Mission:The objectives of this Center will be to link together via the world-wide web computer scientists and statisticians from academia, industry and stake holder agencies, with domain experts, to focus on the IDC data processing challenge. Current analyses rely upon slow, expensive and often error-prone manual correction of automated front end procedures. vDEC’s goal will be to evolve robust, efficient automated methodologies for waveform analysis and network processing, in an environ where new and innovative ideas can be tested and applied in context and with minimal delay. vDEC will exploit open IDC-defined data sets for algorithmic development and prototyping, consistent with current standards for data formats and interfaces. The Center will simultaneously champion industry partnerships so as to draw in methods and best practices from within the private sector, as well as define a conduit for technology migration and long term maintenance for IDC infrastructure enhancements. The goal will be to evolve and drive a phased roadmap which progressively integrates modules into the IDC data processing chain. Projects will be selected on the basis of their usefulness to the IDC over a rolling 3-5 year time horizon.

Technical Portfolio:The following enumerates some of the research themes, in varying degrees of maturity, which could be exploited for CTBT verification.
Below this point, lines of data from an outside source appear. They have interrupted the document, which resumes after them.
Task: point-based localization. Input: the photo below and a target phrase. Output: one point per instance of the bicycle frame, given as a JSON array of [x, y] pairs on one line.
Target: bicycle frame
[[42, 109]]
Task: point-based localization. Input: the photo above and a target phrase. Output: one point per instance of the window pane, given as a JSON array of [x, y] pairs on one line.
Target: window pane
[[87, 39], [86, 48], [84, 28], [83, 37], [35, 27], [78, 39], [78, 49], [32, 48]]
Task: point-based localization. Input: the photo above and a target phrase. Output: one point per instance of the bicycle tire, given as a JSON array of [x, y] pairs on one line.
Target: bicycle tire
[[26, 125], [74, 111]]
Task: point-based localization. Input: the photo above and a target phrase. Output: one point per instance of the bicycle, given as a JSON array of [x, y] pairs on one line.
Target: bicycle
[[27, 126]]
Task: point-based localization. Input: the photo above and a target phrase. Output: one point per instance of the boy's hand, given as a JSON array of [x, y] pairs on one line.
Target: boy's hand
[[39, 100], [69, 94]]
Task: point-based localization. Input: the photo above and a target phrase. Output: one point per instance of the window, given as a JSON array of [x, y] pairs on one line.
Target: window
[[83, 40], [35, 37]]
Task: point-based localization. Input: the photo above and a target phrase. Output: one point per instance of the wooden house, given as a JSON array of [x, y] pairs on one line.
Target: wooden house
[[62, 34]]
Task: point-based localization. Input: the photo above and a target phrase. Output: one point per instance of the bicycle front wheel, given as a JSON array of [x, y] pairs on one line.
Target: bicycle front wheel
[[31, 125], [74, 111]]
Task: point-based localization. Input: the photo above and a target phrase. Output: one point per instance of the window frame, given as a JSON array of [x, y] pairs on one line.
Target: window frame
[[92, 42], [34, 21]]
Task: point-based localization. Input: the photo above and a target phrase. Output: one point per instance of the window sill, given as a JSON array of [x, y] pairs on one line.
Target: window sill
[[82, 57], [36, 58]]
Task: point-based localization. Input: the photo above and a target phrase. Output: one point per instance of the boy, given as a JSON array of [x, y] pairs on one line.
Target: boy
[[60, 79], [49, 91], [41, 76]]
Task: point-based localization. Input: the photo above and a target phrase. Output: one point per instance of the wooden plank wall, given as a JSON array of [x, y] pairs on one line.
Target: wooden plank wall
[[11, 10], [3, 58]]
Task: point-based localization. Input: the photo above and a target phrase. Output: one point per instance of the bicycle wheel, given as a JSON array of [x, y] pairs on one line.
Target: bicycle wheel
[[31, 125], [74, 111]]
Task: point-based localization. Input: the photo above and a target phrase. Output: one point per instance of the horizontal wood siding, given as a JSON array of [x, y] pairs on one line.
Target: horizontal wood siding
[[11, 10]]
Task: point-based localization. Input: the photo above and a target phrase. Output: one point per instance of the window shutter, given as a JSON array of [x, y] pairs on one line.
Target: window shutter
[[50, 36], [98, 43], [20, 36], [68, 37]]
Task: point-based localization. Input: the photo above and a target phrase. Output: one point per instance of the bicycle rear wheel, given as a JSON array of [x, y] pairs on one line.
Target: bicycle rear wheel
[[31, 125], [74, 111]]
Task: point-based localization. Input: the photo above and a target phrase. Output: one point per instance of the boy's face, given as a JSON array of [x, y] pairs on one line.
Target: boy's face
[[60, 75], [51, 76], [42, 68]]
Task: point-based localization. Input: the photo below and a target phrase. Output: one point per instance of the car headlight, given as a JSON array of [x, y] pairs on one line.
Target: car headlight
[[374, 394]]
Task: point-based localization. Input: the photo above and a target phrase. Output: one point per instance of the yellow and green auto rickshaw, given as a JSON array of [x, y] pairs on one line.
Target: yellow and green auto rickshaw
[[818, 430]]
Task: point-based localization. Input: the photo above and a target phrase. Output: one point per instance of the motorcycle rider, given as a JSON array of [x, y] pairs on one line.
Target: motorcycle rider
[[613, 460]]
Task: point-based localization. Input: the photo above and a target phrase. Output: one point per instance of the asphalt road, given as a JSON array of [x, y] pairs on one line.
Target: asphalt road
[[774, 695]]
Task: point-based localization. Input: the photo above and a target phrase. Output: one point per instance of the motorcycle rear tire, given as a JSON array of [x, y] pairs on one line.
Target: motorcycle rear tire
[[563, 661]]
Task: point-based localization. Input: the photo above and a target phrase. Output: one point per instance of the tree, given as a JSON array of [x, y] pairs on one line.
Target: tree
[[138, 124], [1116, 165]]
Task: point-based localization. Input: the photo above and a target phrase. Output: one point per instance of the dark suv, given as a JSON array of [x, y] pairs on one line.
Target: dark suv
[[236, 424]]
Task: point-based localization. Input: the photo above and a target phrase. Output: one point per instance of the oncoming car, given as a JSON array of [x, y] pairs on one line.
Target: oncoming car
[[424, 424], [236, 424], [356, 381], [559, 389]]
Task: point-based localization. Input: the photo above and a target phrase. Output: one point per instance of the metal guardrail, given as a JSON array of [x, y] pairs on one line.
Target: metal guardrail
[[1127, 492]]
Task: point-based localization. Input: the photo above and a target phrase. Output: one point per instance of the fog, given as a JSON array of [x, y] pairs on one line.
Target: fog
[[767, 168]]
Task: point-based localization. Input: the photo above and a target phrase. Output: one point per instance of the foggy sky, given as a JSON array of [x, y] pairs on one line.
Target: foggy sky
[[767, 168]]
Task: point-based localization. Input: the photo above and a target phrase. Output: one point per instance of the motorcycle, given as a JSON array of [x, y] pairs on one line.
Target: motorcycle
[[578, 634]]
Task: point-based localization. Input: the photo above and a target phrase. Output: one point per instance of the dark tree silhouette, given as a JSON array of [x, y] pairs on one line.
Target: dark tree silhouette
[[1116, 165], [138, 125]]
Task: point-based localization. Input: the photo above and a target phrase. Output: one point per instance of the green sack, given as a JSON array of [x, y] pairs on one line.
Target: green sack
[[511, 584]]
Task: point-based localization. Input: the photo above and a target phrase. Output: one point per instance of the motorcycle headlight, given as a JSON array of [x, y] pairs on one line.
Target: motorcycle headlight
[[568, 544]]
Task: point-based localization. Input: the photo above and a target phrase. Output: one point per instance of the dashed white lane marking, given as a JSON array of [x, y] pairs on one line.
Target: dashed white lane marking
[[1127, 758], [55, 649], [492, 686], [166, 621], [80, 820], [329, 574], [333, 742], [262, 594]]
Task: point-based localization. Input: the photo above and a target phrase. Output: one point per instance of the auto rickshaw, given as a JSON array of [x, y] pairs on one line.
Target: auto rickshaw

Probabilistic Classification and Inferencing:The current IDC software architecture automatically isolates and labels detections, assigns phases, and identifies events, creating an output bulletin of seismic activity for subsequent analyst review. Human analysts then meticulously check each event to remove redundancies and false positives and insert missed events. This discrepancy between the automated bulletin and human review could be substantially reduced by incorporating modern machine learning methods for phase/event classification which utilize historical data from past analyst review bulletins to provide learning sets for training classifiers. A number of prior-data driven techniques have evolved over the years to address such probabilistic classification challenges, including kernel methods, nonparametric methods, clustering and decision trees. These remain candidates for seismic event extraction. Drawing conclusions from IDC data sets currently relies upon a series of pipelined stages, where distinct software modules perform tasks based upon locally derived information. This has the advantage of efficiency and simplifies modular implementations. However, incorrect front end labeling can propagate through the chain to produce erroneous end results with no recourse to midcourse correction. Thus, tasks such as automated detection of weak sub-threshold signals, or cooperative correction of signatures based upon multiple sensors remain a human responsibility. The question to be asked is whether this sequential aspect of current processing can be converted into a bidirectional flow via probabilistic inference techniques, so that information at later stages about hypothesized events can effectively revise earlier detection and classification decisions. Emergent hierarchical probabilistic models offer the possibility of drawing conclusions based upon all the evidence available, not just the local context, by consistently updating the uncertainties in different information sources. The time may be right to explore some of these avenues for qualifying event signatures.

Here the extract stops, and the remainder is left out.